Rodrigo Mello

Posted on Mar 30

Three Threads, One Terminal: Concurrency in Rust with Channels and Atomics

#rust #cli #terminal #opensource

This is part of a series of posts about building b.roll, a terminal session recorder and search tool written in Rust. If you're just joining, here are the previous posts:

Building a 12-Command CLI in 120 Lines with clap Derive Macros

Spawning a PTY in Rust: How broll Captures Your Terminal Without You Noticing

When broll records a terminal session, three things need to happen at the same time: keystrokes must flow into the shell, the shell's output must appear on screen, and that output must be processed and stored in a database. Doing all three sequentially would mean dropped keystrokes and laggy rendering. So broll uses three threads, coordinated through channels and atomics.
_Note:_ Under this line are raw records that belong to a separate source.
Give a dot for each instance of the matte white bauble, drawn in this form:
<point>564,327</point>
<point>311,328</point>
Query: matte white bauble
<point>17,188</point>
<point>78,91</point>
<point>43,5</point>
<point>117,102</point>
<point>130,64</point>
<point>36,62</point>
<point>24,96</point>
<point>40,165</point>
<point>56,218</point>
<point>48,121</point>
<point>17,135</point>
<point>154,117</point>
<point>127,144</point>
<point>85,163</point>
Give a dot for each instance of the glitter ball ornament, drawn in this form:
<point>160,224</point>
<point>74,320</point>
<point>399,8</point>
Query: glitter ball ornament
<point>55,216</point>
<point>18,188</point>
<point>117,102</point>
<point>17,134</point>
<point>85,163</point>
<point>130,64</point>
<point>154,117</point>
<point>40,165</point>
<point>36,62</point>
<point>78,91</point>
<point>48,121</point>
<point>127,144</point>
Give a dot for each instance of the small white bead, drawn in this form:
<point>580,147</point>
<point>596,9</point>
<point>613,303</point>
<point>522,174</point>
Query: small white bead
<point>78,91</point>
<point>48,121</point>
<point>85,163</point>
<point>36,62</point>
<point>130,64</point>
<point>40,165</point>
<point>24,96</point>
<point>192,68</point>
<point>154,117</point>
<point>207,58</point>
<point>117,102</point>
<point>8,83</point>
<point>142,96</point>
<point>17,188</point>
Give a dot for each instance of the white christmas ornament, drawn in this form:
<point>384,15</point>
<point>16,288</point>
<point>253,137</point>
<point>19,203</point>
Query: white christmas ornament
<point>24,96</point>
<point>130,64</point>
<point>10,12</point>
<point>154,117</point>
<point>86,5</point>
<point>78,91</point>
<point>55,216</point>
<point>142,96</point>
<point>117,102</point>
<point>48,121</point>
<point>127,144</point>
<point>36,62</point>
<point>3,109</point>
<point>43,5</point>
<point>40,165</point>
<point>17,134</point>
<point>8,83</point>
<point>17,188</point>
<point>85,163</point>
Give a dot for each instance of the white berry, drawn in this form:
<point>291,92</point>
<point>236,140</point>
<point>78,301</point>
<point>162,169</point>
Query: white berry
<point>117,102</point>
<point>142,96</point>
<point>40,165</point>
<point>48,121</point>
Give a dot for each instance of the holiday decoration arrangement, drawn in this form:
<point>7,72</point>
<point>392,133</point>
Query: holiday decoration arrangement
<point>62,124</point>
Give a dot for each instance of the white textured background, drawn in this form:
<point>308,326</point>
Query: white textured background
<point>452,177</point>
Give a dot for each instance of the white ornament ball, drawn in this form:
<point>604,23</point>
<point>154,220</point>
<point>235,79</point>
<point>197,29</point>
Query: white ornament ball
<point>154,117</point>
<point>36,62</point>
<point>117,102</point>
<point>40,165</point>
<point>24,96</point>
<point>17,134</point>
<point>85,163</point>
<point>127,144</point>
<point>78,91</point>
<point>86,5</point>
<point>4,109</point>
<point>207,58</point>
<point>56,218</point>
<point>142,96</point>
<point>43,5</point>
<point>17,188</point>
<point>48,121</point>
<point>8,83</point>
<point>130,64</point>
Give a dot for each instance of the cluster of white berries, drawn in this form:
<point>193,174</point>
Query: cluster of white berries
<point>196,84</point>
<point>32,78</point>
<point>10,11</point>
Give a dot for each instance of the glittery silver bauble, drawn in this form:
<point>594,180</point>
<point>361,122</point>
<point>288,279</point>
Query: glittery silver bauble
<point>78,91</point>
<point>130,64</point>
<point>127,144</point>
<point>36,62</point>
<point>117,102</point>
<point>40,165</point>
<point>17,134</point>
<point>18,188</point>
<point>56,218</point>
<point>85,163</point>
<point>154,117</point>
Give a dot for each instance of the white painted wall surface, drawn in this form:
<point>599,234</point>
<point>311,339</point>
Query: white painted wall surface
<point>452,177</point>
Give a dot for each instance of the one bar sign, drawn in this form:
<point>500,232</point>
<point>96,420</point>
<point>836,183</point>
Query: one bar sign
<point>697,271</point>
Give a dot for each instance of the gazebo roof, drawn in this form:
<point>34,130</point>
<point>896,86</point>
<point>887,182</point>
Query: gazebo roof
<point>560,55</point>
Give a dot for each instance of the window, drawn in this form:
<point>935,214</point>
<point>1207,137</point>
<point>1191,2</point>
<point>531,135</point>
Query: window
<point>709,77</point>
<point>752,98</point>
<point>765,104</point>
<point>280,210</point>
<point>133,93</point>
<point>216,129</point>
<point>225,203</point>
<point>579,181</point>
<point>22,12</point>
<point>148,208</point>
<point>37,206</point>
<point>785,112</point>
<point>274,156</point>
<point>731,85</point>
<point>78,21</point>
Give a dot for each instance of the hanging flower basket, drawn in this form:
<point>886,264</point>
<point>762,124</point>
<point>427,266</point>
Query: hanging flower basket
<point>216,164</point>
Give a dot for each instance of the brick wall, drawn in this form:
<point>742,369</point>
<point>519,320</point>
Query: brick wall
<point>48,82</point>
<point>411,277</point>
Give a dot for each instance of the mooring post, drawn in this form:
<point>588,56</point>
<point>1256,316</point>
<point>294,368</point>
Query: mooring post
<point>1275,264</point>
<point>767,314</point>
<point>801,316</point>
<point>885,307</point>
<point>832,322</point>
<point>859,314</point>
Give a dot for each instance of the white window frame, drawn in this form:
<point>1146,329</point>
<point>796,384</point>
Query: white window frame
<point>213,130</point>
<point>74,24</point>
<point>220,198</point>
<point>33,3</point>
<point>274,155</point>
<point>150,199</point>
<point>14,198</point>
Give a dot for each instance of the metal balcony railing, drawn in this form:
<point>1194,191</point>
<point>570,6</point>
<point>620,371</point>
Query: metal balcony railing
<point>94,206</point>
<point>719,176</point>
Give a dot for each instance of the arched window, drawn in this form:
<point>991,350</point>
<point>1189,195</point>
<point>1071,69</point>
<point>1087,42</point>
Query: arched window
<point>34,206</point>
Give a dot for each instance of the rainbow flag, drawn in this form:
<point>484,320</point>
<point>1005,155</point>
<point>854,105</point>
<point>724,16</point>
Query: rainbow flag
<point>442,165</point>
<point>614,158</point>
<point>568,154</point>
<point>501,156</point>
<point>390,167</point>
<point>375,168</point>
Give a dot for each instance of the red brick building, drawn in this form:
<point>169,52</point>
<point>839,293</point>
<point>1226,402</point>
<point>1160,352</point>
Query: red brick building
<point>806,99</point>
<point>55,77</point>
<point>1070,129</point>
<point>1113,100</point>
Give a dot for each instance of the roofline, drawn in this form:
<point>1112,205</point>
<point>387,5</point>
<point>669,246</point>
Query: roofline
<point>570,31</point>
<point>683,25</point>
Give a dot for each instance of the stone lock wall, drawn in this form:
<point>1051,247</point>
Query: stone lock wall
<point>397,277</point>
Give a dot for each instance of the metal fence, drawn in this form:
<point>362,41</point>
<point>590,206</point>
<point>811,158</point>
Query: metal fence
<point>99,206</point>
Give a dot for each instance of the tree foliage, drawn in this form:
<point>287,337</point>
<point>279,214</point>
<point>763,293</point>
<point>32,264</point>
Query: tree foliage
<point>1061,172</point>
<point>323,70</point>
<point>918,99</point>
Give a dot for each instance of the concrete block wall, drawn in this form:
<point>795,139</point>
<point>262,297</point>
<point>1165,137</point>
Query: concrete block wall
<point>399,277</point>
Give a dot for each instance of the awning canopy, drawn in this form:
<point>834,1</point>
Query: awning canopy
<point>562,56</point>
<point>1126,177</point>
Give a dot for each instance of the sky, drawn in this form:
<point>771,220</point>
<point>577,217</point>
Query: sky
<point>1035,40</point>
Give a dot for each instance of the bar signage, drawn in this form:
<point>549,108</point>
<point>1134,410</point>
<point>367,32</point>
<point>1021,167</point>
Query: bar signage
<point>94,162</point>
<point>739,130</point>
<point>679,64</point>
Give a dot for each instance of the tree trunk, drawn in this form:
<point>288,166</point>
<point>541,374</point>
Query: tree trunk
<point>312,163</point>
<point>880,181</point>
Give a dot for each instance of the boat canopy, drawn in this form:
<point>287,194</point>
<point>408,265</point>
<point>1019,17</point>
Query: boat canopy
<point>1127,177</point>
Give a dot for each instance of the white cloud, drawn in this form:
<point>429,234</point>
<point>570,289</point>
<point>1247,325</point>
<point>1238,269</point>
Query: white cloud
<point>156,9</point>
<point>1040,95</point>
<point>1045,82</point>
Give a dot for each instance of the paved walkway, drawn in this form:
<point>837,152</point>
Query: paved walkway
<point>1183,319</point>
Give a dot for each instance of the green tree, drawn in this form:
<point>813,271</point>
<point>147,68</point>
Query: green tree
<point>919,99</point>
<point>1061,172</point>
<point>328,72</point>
This post walks through the concurrency architecture of broll's recorder, explaining each primitive: std::thread::spawn, mpsc channels, Arc, AtomicBool, AtomicU16, Ordering, move closures, and signal_hook for terminal resize handling. All code is from src/recorder/mod.rs.

The Three-Thread Architecture

Here is the layout:

                    +------------------+
 Real stdin ------> | Thread 1 (stdin) | ------> PTY master (writer)
                    +------------------+

                    +------------------+
 PTY master ------> | Main thread      | ------> Real stdout
   (reader)         | (PTY -> stdout)  | ------> mpsc channel (tx)
                    +------------------+

                    +------------------+
 mpsc channel ----> | Thread 2         | ------> SQLite (via Database)
   (rx)             | (storage)        |
                    +------------------+

Thread 1 (stdin) reads from the real terminal and writes to the PTY master, forwarding your keystrokes to the sub-shell.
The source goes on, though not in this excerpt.